Early one morning a woman was found dead in her home in the suburbs of London. A man had been observed leaving the house, and his appearance had been noted. Inquiries revealed that a man answering his description had left on the slow train for London. Without the telegraph he could not have been apprehended. But the telegraph was available at this point, and his description was telegraphed ahead and the police in London were instructed to arrest him upon his arrival. “He is dressed as a Quaker,” ran the message. There was no Q in the alphabet of-the five-needle instrument, and so the sender spelled Quaker, Kwaker. The clerk at the receiving end could not-understand the strange word, and asked to have it repeated again and again. Finally some one suggested that the message be completed and the whole was then deciphered. When the man dressed as a Quaker stepped from the slow train on his arrival at London the police were awaiting him; he was arrested and eventually confessed the murder.

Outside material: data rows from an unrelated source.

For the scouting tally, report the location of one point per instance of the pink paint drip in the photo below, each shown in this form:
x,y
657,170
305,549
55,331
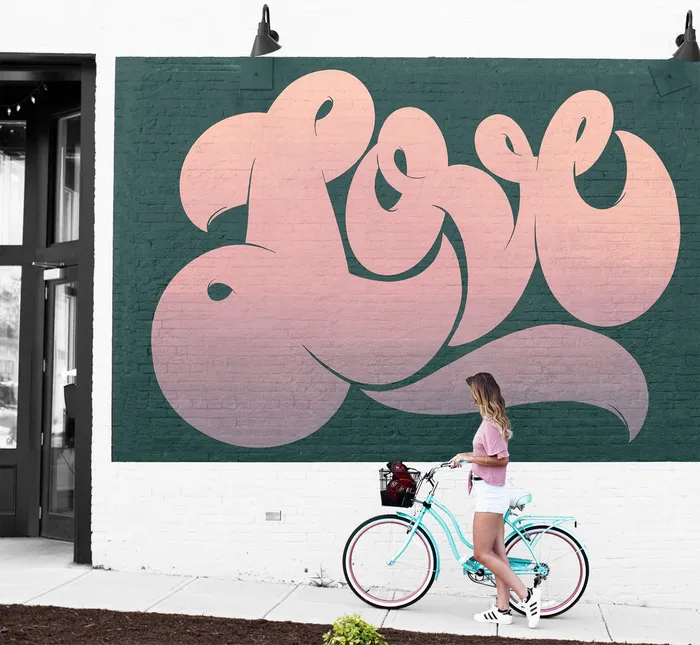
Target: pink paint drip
x,y
244,370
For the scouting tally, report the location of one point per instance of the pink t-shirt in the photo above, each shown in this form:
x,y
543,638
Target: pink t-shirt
x,y
488,442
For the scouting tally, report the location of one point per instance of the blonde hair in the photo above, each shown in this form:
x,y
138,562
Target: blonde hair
x,y
488,398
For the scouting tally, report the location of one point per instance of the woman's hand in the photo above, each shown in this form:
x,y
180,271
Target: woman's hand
x,y
456,461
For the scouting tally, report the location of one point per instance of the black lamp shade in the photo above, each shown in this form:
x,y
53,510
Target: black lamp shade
x,y
688,49
266,41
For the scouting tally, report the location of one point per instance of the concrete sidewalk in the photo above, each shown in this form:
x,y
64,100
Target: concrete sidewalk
x,y
40,572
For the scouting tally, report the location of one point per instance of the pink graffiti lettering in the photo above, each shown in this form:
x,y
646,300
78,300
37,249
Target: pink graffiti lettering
x,y
273,361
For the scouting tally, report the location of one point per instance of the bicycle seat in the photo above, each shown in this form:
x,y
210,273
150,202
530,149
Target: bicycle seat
x,y
518,498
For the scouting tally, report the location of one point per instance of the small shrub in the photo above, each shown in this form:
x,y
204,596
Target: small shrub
x,y
352,630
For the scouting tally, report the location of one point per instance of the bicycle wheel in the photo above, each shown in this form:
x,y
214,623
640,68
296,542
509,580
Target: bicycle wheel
x,y
366,556
564,572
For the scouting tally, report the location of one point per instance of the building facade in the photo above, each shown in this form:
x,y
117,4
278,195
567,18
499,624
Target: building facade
x,y
299,259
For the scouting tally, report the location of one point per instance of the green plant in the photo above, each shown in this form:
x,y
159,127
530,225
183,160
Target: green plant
x,y
352,630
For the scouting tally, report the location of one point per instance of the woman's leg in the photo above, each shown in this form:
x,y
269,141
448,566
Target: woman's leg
x,y
499,548
487,526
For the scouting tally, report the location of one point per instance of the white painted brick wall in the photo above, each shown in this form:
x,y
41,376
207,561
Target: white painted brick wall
x,y
639,520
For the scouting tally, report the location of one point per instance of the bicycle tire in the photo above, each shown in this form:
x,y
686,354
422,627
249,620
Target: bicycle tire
x,y
584,558
351,580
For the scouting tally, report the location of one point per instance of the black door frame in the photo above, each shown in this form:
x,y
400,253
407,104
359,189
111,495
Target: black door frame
x,y
63,527
35,254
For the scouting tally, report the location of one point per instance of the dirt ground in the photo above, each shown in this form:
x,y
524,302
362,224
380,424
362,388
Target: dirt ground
x,y
57,626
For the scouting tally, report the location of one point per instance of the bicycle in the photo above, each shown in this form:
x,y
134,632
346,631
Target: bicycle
x,y
393,573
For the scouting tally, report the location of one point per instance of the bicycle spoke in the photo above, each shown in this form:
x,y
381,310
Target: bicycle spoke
x,y
373,579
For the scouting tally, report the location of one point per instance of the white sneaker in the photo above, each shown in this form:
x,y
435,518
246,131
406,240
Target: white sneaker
x,y
532,606
494,615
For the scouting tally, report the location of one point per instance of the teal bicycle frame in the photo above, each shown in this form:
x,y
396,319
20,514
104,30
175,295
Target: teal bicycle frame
x,y
518,525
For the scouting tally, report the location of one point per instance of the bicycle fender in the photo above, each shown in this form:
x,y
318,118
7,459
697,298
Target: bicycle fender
x,y
431,537
524,527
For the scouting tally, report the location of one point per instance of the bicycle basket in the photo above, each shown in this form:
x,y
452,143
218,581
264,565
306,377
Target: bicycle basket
x,y
398,487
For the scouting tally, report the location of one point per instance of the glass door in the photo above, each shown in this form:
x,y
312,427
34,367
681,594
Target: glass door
x,y
60,378
12,190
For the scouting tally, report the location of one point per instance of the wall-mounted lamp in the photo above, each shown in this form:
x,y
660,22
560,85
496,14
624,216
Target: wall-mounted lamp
x,y
687,43
267,40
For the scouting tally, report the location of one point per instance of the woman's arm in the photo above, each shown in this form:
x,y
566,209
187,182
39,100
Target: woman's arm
x,y
481,461
488,461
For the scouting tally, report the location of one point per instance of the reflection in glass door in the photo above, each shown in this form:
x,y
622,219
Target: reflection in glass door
x,y
67,218
10,283
59,422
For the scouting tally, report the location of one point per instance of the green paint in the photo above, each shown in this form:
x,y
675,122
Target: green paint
x,y
163,105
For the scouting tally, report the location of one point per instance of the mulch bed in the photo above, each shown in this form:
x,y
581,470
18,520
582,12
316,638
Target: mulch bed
x,y
58,626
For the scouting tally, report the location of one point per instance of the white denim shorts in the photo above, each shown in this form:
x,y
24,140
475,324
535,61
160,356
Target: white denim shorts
x,y
491,499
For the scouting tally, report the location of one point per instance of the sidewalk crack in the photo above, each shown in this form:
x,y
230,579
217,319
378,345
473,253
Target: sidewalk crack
x,y
602,615
280,601
63,584
170,592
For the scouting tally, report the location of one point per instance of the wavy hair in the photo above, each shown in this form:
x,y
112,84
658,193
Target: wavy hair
x,y
488,398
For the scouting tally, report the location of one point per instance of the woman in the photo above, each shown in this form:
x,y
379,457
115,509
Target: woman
x,y
489,461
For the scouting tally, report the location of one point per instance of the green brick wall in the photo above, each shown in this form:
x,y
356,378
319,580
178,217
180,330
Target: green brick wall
x,y
164,105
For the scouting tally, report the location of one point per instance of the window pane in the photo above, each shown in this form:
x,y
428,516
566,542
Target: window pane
x,y
68,180
64,373
13,137
10,281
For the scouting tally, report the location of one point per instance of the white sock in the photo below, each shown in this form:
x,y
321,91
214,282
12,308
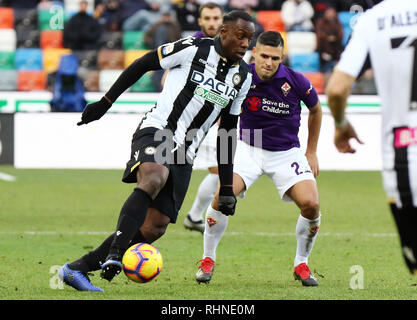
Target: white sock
x,y
306,232
204,197
216,224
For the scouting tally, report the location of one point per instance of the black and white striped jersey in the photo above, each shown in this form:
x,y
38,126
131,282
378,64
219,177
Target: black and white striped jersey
x,y
200,86
387,34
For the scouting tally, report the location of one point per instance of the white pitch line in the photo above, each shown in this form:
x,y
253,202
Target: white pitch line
x,y
260,234
7,177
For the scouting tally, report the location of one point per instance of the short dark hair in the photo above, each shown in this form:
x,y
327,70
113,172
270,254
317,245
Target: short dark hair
x,y
234,15
209,5
271,38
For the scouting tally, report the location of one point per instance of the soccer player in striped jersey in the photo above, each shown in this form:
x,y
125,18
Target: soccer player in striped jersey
x,y
210,21
269,145
385,37
207,79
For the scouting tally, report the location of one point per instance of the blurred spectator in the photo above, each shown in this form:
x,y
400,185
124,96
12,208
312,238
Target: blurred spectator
x,y
210,20
270,5
107,15
144,19
21,4
243,4
187,14
329,32
221,3
351,5
167,29
297,15
320,6
68,90
82,31
365,85
258,28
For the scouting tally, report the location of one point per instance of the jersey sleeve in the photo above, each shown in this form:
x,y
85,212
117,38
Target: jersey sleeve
x,y
308,93
235,109
355,54
176,53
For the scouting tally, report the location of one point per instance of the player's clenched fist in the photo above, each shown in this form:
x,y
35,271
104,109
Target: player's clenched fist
x,y
94,111
227,200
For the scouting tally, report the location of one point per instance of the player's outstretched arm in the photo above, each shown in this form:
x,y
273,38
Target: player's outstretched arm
x,y
226,145
129,76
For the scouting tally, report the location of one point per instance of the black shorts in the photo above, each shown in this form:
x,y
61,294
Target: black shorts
x,y
144,148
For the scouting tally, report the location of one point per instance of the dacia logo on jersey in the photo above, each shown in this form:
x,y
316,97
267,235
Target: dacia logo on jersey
x,y
215,85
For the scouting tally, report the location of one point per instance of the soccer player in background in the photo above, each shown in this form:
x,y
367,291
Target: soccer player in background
x,y
207,79
386,37
269,145
210,21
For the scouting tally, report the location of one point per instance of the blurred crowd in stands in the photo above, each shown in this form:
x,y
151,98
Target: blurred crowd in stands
x,y
107,35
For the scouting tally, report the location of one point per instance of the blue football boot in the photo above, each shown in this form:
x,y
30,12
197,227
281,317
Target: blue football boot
x,y
77,279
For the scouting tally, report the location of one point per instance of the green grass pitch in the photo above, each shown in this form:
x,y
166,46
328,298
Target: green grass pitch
x,y
50,217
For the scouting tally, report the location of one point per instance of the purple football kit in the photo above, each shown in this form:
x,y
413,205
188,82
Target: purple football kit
x,y
275,107
269,125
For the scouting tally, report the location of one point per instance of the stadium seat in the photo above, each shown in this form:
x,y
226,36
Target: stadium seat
x,y
144,84
91,81
305,62
317,80
107,78
28,38
28,59
31,80
111,59
25,19
7,60
7,40
132,55
133,40
6,18
110,40
87,58
8,80
52,57
271,20
51,39
301,42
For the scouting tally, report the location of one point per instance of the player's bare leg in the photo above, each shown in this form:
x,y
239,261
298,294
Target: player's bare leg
x,y
151,178
305,196
205,194
215,226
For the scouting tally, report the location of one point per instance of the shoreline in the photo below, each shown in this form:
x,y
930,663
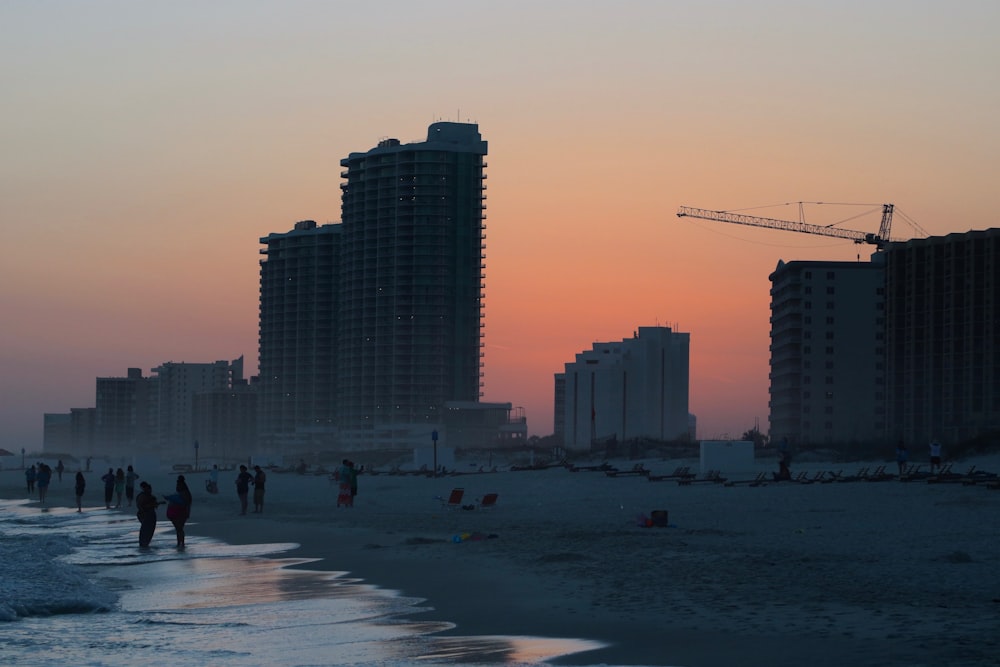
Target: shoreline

The news of this capture and the part the telegraph played gave striking proof of the utility of the new invention, and public skepticism and indifference were overcome.
By 1845 Wheatstone had so improved his apparatus that but one wire was required. The single-needle instrument pointed out the letters on the dial around it by successive deflections in which it was arranged to move, step by step, at the will of the sending station. The single-needle instrument, though generally displaced by Morse’s telegraph, remained in use for a long time on some English lines. Wheatstone had also invented a type-printing telegraph, which he patented in 1841. This required two circuits.
With a working telegraph attained, the partners became involved in an altercation as to which deserved the honor of inventing the same. The quarrel was finally submitted to two famous scientists for arbitration. They reported that the telegraph was the result of their joint labors. To Wheatstone belongs the credit for devising the apparatus; to Cooke for introducing it and placing it before the public in working form. Here we see the combination of the man of science and the man of business, each contributing needed talents for the establishment of a great invention on a working basis.
Wheatstone’s researches in the field of electricity were constant. In 1840 he devised a magnetic clock and proposed a plan by which many clocks, located at different points, could be set at regular intervals with the aid of electricity. Such a system was the forerunner of the electrically wound and regulated clocks with which we are now so familiar. He also devised a method for measuring the resistance which wires offer to the passage of an electric current. This is known as Wheatstone’s bridge and is still in use in every electrical and physical laboratory. He also invented a sound telegraph by which signals were transmitted by the strokes of a bell operated by the current at the receiving end of the circuit.